Saturday, May 31, 2014

Greek Yogurt

The supplies

One of the things I love to make, that honestly has
the store bought type beat is Greek Yogurt.

I used to make yogurt in a little machine and I would end up with about a quart of yogurt which
would last around a day.

Although it's very easy to make it takes awhile so if I'm going to make it at all I might as well make enough to last at least a few days!

First thing gather your supplies...
Milk, a crock pot, starter yogurt ( I like Fage, because it's pure) a thermometer, and a spoon to stir while the milk is heating.
You'll also need a large towel or something to wrap your crock pot in to keep the temperature stable.

Ok, so first I pour my milk into the crock pot and turn the darn thing to high. I use my cheesemaking thermometer to watch the temp.You need to stir every once in a while the milk is heating..

What I'm trying to do is to raise the temp to 180 degrees. It takes a long time! Sometimes I just raise the temp to 160 and hold it there for a while and it works fine.

Here's the stupid part at least to me.. after the milk gets to temp, you start to cool it down to 110 (turn the crock pot off) degrees. I guess the point of heating the milk is to kill competing bacteria, so when the yogurt culture is added there is no competition to it's growth.

After the milk cools to 110 it's time to add the culture. I confess to not measuring, but to this batch I added 2 spoonfuls. I also sprinkled a tiny amount of natural sugar to feed the micro organisms.

Don't just drop cold yogurt in the pot, mix it in a small bowl with some of the 110 degree milk and mix it well in the small bowl.......

Like this

Then pour this into the crock pot (sorry I don't have a photo, I need a third arm)
Quickly after the yogurt mixture has been added, cover the crock pot with the lid and wrap it all up in a heavy towel. You will be leaving this alone for 8 hours. DON'T MESS WITH IT!!!!!

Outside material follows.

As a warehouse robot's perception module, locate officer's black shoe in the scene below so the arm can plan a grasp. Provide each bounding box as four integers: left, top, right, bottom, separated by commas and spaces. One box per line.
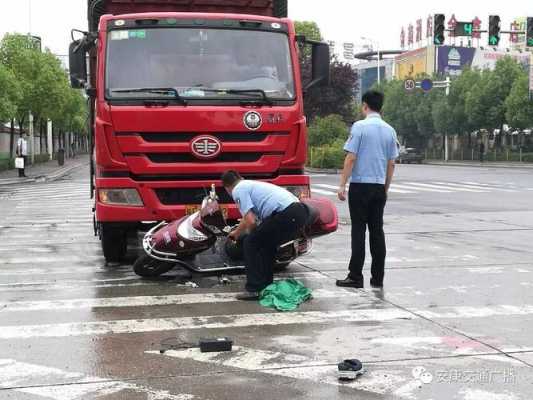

don't move the pot at all, it will inhibit the growth.

After 8 hours set up your staining gear.
Set a colander over a bowl. This will be catching the whey as it drains out of the yogurt.

Line the colander with a cloth.

Spoon the yogurt into the colander, cover it with a plate and put it in the fridge to drain for a few hours.

The amount of time you choose to allow for draining will determine the consistency of your finished product.

Many times I have to leave to run errands so my yogurt is really thick, but I love it like this especially for cooking with it....

For this batch of yogurt I had black berries from the garden.....

They were a little tart.. so I put a bit of raw sugar in a sauce pan with water and the berries and simmered it for a while.

I put the mixture in the blender...

and added it to the yogurt. It was fantastic! It seems like more effort than it really was, or is to make. Well worth it believe me!
You can do this with store brought milk as well!
Let me know if you do and how it works out for you.